The message of the song was based on a story in 2 Kings 6 that I never even really knew about before. But as a result of the Bible-reading-in-90-days challenge, I had actually just read the story last week and was already thinking about sharing it with my blog readers. After that church service, I definitely feel like I need to share it with you all!

In this passage, the prophet Elisha is advising the king of Israel because Israel was at war with the king of Aram. The Arameans encamped around the city with a great army of horses and chariots. Elisha's servant was terrified when he saw the enemy armies, and he asked Elisha, "What are we going to do?" Elisha said, "Don't be afraid--those who are with us are more than those who are with them." Then Elisha prayed that the Lord would open the eyes of the servant so that he would be able to see. God answered his prayer, and the Lord opened the servant's eyes, and "he looked and saw the hills full of horses and chariots of fire all around Elisha." God had sent and stationed an unseen army around Elisha to protect his people. Even though at first the servant was too fearful to see them, they were still there to fight on behalf of God's people.
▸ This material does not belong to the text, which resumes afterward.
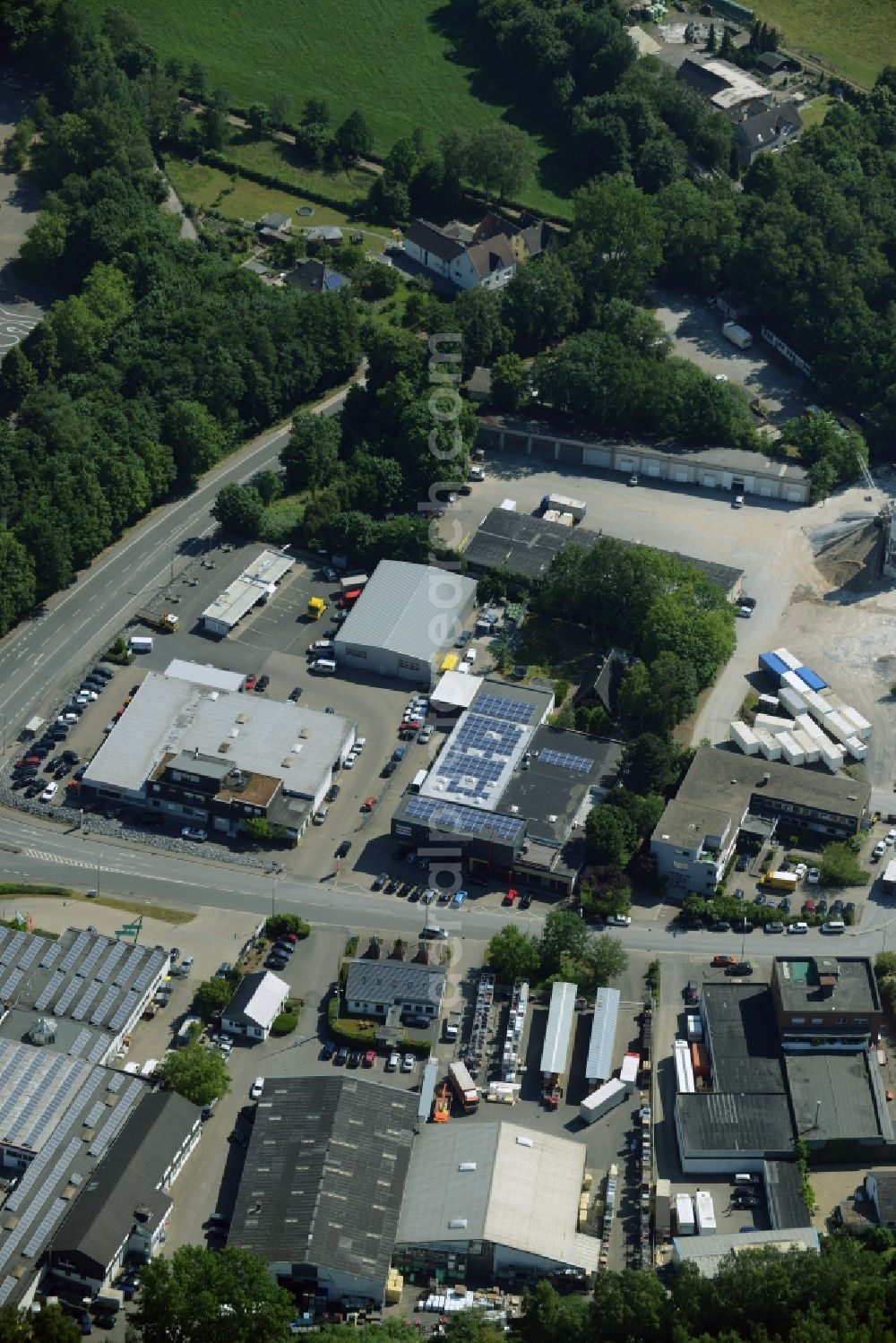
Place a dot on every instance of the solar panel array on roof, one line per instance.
(578, 764)
(452, 815)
We don't always know how God will choose to protect us, watch over us, and carry us through the battles we face. I believe that God surrounds His people with forms of grace and power that they can't even see. Scripture tells us that God sends angels to encamp around us, and He surrounds us with songs of deliverance. Sometimes He may give us eyes to see the unseen, but even if not, this story reminds us that we have supernatural strength, grace, and power to face whatever we have to face. The power that is with us is greater than any power that can ever be against us!

God is for us and is by our side in ways we can't even fathom, and we will not be afraid.